Se dice que ahora fragua
—en él ya es costumbre terca—
inaugurar una alberca
a la que le falta el agua.
Mirador
Armando Fuentes Aguirre
Cuadros plásticos, se llamaban.
Las muchachitas del Colegio Saltillense, el de mayor prosapia en mi ciudad, Saltillo, eran la Virgen, San José —a una de ellas le ponían barba, lo mismo que a las que representaban a los pastores y los Reyes Magos—, y otras con cara de ángeles la hacían de ángeles.
En un aparador de la Ferretería Sieber posaban inmóviles durante tres minutos figurando un Nacimiento, mientras le gente las contemplaba con devoción. Se corría luego una cortina, y las niñas descansaban hasta su nueva aparición.
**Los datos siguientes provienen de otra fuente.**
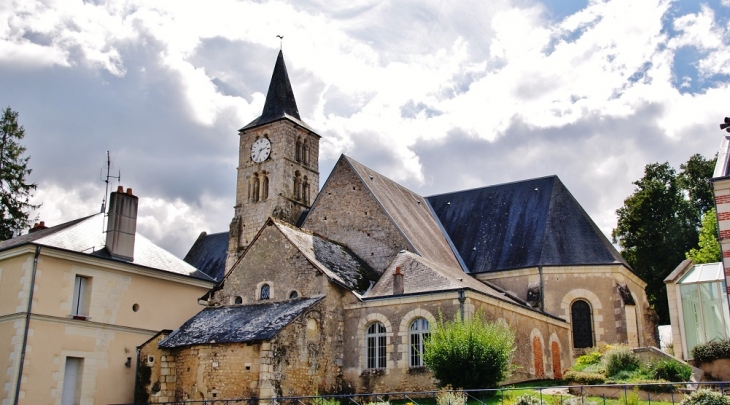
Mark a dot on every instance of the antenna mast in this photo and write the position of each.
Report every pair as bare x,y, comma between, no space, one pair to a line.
106,180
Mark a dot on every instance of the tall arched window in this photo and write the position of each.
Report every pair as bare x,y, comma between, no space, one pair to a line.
264,186
297,185
375,342
305,190
417,336
256,185
265,292
581,321
305,152
298,151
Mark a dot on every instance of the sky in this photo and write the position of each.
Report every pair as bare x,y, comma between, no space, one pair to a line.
437,95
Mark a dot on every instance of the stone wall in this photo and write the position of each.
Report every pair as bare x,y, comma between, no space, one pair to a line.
349,214
598,285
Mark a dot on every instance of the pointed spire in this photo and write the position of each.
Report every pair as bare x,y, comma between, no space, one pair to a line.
280,98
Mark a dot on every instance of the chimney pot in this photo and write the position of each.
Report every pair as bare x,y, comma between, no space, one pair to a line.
398,287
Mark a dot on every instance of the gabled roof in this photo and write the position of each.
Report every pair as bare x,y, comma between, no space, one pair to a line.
85,236
280,102
337,262
410,213
237,323
421,275
208,254
529,223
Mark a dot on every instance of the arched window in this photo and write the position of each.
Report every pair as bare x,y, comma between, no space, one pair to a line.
298,152
305,152
256,185
264,186
417,336
265,292
375,342
581,321
297,185
305,190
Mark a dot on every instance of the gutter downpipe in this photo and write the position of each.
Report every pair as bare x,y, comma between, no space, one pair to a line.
462,299
27,325
542,291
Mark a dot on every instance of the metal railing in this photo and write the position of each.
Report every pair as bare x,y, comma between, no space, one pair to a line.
645,393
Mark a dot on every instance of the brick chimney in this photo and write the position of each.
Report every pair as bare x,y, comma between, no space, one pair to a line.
122,224
397,282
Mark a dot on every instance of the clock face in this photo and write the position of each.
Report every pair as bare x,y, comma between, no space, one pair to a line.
260,150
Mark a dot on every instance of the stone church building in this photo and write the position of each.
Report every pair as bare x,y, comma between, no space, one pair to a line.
334,291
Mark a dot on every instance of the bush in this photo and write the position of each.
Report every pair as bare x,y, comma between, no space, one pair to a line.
586,360
447,397
621,358
705,397
708,352
584,378
671,370
529,399
472,354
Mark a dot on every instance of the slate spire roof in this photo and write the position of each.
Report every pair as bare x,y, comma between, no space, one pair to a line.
280,102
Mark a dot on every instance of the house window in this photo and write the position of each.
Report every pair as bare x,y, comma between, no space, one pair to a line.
418,336
265,292
581,321
375,341
79,306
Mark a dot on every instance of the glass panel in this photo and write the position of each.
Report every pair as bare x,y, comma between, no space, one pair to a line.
712,312
691,313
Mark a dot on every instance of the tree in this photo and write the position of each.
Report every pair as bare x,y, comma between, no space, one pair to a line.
470,354
709,247
15,191
660,221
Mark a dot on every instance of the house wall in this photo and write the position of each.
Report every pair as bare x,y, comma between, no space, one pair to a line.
598,285
104,341
347,214
398,313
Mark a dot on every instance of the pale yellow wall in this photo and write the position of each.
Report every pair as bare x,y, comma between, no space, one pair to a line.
104,342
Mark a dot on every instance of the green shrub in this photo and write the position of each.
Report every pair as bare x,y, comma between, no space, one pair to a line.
671,370
705,397
584,378
586,360
621,358
472,354
529,399
708,352
448,397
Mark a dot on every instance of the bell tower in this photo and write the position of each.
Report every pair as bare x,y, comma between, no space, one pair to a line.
278,165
Y así durante una hora.
Todo Saltillo iba a ver aquellos cuadros plásticos, indispensable parte de la Navidad, lo mismo que el trenecito Lionel que en otro escaparate de la ferretería daba vueltas y vueltas ante la admiración —y la escondida ilusión— de los niños que no podíamos esperar que ni Santa, ni el Niño Dios ni los Reyes nos trajeran jamás ese tesoro que a nuestros amiguitos ricos, cosa extraña, sí les traían.
Ahora estoy mirando aquellos cuadros plásticos, y a las niñas que parecían ángeles. Muchas de ellas están ya en el cielo, el lugar que les correspondía. Y el trenecito sigue dando vueltas en mi memoria. En él voy yo, eterno pasajero. Ya sé cuál es la próxima estación.